The Record Group Concept: A Critique

Mario D. Fenyo, "The Record Group Concept: A Critique," American Archivist 29 (April 1966): 229-239.

 

In this article, Mario Fenyo discusses the evolution of the term record group in the United States National Archives and offers some observations about its effectiveness in practice. Fenyo traces the origin of the term to a 1940 chance grouping of words in the Guide to the Material in the National Archives. Within a year the term was in vogue and had earned a specific definition as construed by Dr. Solon J. Buck, later to become Archivist of the United States.

Much of the foundational work in creating the use of record groups came from a 1940 committee composed of a variety of individuals including Buck, and a prominent German archivist named Ernst Posner and charged with evaluating existing National Archives' finding aids. Essentially, the committee, spearheaded by Buck, determined that a record group was " a major archival unit established somewhat arbitrarily with a due regard for provenance and to the desirability of making the unit of convenient size and character for the work of arrangement and description and for the publication of inventories." (233) The transition to full adoption of record groups was not instant; Buck himself continued to use the term archival group and records of the committee meetings are incomplete, leading to some confusion about the concept.

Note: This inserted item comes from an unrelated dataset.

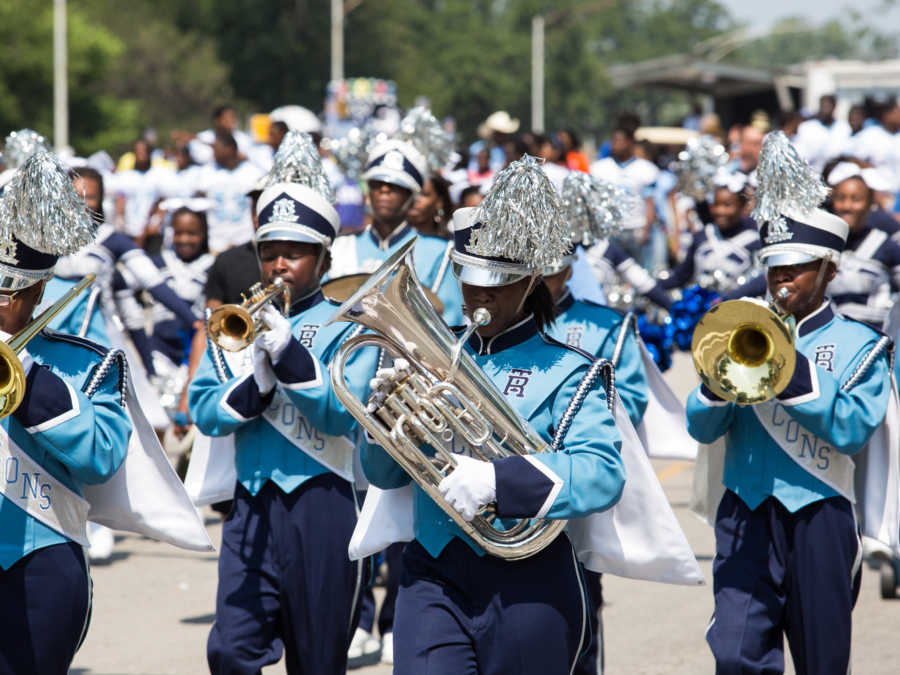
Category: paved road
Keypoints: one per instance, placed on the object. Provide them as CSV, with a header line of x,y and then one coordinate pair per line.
x,y
153,606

Nevertheless, registration of distinct record groups was begun under the watch of National Archives Director of Research and Records Description Oliver W. Holmes. The chief of each custodial division within the National Archives submitted lists of proposed record groups arrangements to Holmes who then made additions or deletions. After any number of revisions and negotiations, 109 record groups were identified. By the time of the writing of Fenyo's article, the number of record groups had swelled to 350.

Fenyo's criticism focuses on the lack of clear definitions and parameters surrounding the concept of the record group. Believing "no one seems to have an exact idea of what constituted or should constitute a record group," Fenyo demonstrates that significant decisions concerning the construction of record groups were entirely too arbitrary. (234) For example, separate record groups were fashioned if they were judged to be "of sufficient importance and magnitude, as well as separate enough in character, to deserve their own record group." Obviously, these guidelines are extremely subjective and not conducive to systematic or logical practices. Another point of contention is the size of the record group arrangement. The Farmer's Cooperative Service group contains less than one cubic foot of records while the Veterans Administration group has over 76,278 cubic feet of material. These stark differences indicate that the concept of "making the unit of convenient size and character" may need to be quantified or at least clarified.

On the whole, Fenyo succeeds in convincing the reader that, in 1966, the practice if not the concept of record groups required some specificity and revision. This article would be best utilized with a contrast of more recent scholarship on the record group which documents the changes in policy and practice since 1966.